Meta Platforms Inc’s WhatsApp has been given until mid-May 2026 to comply with the European Union’s toughest digital content rules.
This follows WhatsApp’s “Channels” broadcast feature exceeding the DSA threshold of 45 million average monthly active users in the EU (reaching approximately 51.7 million in early 2025 data).
The European Commission added WhatsApp to its list of 26 “very large online platforms” (VLOPs) on Monday following confirmation that the Channels feature, which allows users to follow one-to-many broadcasts, now exceeds 45 million monthly active users in the European Union.
The designation triggers enhanced obligations specifically for Channels, which the Commission considers a distinct broadcasting service separate from WhatsApp’s core end-to-end encrypted private messaging functionality. Private chats and small group conversations remain outside the scope of the new requirements.
According to the Agency report, the obligations include conducting systemic risk assessments and implementing measures to mitigate risks such as violations of fundamental human rights, freedom of expression, electoral manipulation, the dissemination of illegal content and privacy concerns.
WhatsApp’s latest DSA transparency report, covering the first half of 2025, showed Channels averaging 51.7 million monthly active users in the 27-nation bloc, comfortably above the threshold that activates the stricter rules.
The Commission stated that Meta must achieve full compliance by late May 2026. Non-compliance could result in fines of up to six percent of the company’s global annual turnover.
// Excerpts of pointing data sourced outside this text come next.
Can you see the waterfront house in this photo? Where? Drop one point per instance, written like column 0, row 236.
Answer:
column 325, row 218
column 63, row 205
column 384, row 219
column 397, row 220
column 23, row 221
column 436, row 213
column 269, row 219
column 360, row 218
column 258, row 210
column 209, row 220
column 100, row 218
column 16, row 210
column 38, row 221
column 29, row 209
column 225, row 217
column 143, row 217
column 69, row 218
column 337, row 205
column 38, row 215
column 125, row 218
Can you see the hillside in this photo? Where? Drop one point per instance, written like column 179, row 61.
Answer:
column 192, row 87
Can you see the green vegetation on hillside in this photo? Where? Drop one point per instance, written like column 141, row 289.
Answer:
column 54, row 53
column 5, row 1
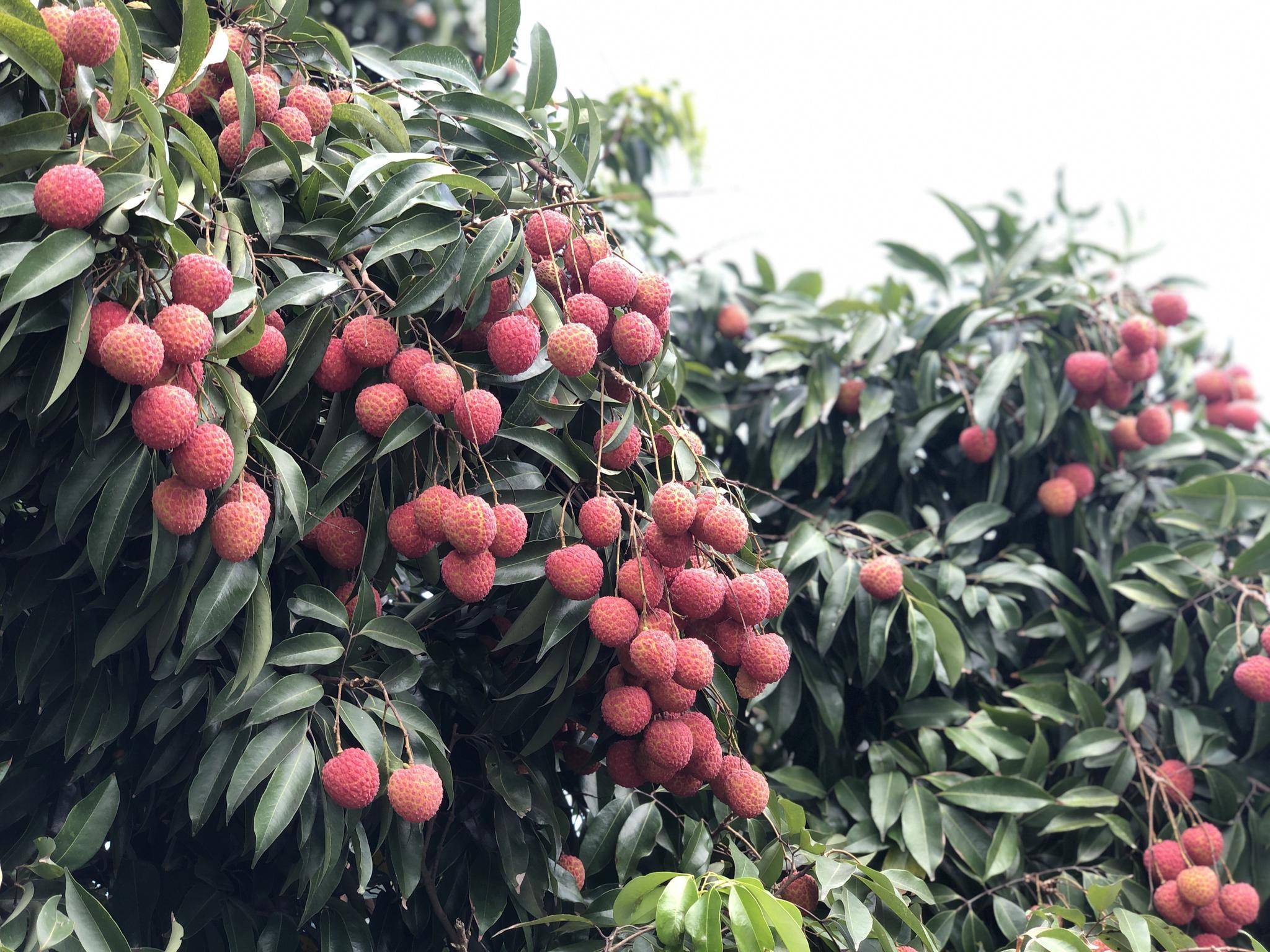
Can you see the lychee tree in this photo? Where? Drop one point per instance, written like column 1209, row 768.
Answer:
column 1021, row 511
column 350, row 523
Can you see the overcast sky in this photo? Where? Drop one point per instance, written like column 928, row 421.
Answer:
column 830, row 123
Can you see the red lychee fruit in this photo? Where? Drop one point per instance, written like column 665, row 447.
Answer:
column 614, row 621
column 415, row 792
column 468, row 576
column 342, row 542
column 575, row 571
column 478, row 415
column 337, row 372
column 1253, row 677
column 1080, row 475
column 1057, row 496
column 1155, row 426
column 267, row 356
column 1169, row 309
column 546, row 231
column 163, row 418
column 1176, row 781
column 351, row 778
column 600, row 521
column 572, row 350
column 178, row 507
column 618, row 456
column 882, row 576
column 69, row 196
column 404, row 534
column 238, row 531
column 379, row 405
column 513, row 345
column 92, row 36
column 370, row 340
column 314, row 104
column 1086, row 371
column 1170, row 904
column 1198, row 885
column 626, row 710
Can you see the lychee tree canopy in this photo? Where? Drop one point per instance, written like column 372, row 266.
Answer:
column 995, row 731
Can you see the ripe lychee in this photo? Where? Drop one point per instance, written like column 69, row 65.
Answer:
column 69, row 196
column 572, row 350
column 882, row 578
column 618, row 456
column 469, row 576
column 163, row 418
column 1169, row 309
column 600, row 521
column 1086, row 371
column 178, row 507
column 92, row 36
column 351, row 778
column 626, row 710
column 1253, row 677
column 414, row 792
column 478, row 415
column 1057, row 496
column 575, row 571
column 238, row 530
column 1155, row 426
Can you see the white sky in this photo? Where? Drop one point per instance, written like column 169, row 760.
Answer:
column 831, row 122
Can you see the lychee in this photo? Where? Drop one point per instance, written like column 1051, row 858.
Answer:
column 163, row 418
column 351, row 778
column 178, row 507
column 414, row 792
column 69, row 196
column 469, row 576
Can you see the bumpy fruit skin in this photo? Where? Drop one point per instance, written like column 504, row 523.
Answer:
column 1241, row 903
column 343, row 542
column 69, row 196
column 1176, row 780
column 370, row 340
column 575, row 571
column 469, row 524
column 1080, row 475
column 1253, row 677
column 546, row 231
column 511, row 532
column 238, row 530
column 179, row 508
column 746, row 792
column 1057, row 496
column 1169, row 309
column 267, row 356
column 626, row 710
column 92, row 36
column 1198, row 885
column 572, row 350
column 414, row 792
column 163, row 418
column 733, row 322
column 882, row 578
column 351, row 778
column 600, row 521
column 614, row 621
column 469, row 576
column 314, row 104
column 1086, row 371
column 1170, row 904
column 978, row 443
column 478, row 415
column 201, row 281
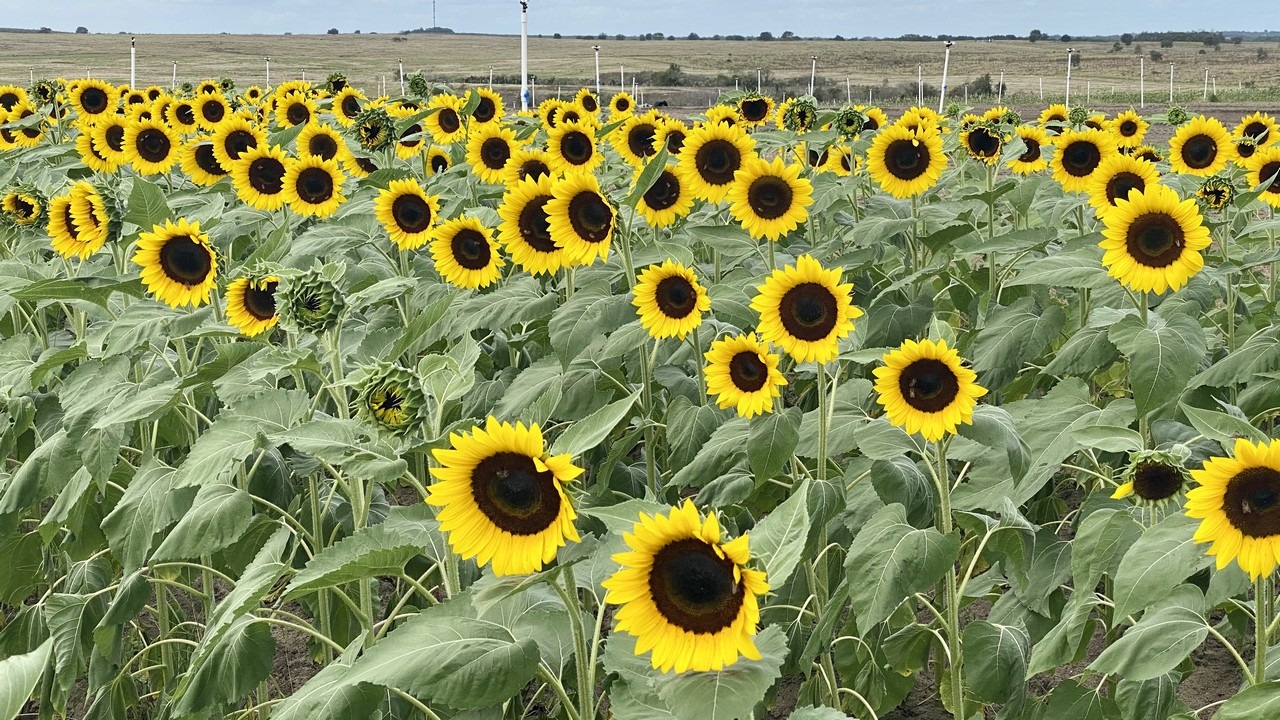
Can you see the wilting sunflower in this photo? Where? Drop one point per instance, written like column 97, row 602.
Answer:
column 1078, row 155
column 926, row 388
column 1033, row 159
column 982, row 142
column 312, row 186
column 407, row 213
column 150, row 146
column 199, row 163
column 259, row 177
column 711, row 156
column 94, row 98
column 1201, row 147
column 666, row 200
column 1238, row 504
column 446, row 124
column 502, row 499
column 755, row 109
column 805, row 310
column 1265, row 167
column 580, row 219
column 906, row 163
column 251, row 304
column 670, row 300
column 743, row 374
column 1152, row 240
column 571, row 149
column 1260, row 127
column 686, row 596
column 465, row 254
column 178, row 263
column 489, row 150
column 769, row 199
column 1153, row 478
column 525, row 229
column 1115, row 177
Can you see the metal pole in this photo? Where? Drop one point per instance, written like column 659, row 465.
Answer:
column 524, row 55
column 946, row 62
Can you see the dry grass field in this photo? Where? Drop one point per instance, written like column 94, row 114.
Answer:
column 882, row 67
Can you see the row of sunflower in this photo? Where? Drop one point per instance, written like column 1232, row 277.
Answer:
column 451, row 368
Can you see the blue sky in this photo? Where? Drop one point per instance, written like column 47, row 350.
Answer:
column 850, row 18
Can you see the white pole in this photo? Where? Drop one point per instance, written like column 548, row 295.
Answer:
column 946, row 62
column 524, row 55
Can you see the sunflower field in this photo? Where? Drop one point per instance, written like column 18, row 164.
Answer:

The move forms part of the EU’s intensified regulatory push against major U.S. tech platforms under the DSA, despite criticism from Washington. The administration of U.S. President Donald Trump has previously labelled aspects of the DSA as amounting to “censorship” and potentially discriminatory treatment of American companies.
WhatsApp is already facing separate EU scrutiny, including an antitrust investigation launched in December 2025 into whether Meta’s rollout of AI features violates competition rules.
The bloc has recently escalated enforcement actions: last month it imposed its first-ever DSA fine, a 120-million-euro ($140-million) penalty on Elon Musk’s X for transparency violations and on Monday opened a fresh probe into X’s Grok AI tool concerning the generation of sexualised deepfake images.
Meta’s Facebook and Instagram services are subject to multiple ongoing DSA investigations, including allegations of failing to provide researchers with adequate access to public data, not offering sufficiently user-friendly tools to report illegal content or challenge moderation decisions, and inadequately addressing addictive design elements for children. Under the companion Digital Markets Act, Meta was fined 200 million euros in a separate matter last year and has appealed the decision.
The inclusion of WhatsApp’s Channels highlights the EU’s expanding interpretation of what constitutes a “very large” platform as broadcast-style features grow in popularity on traditionally private messaging services.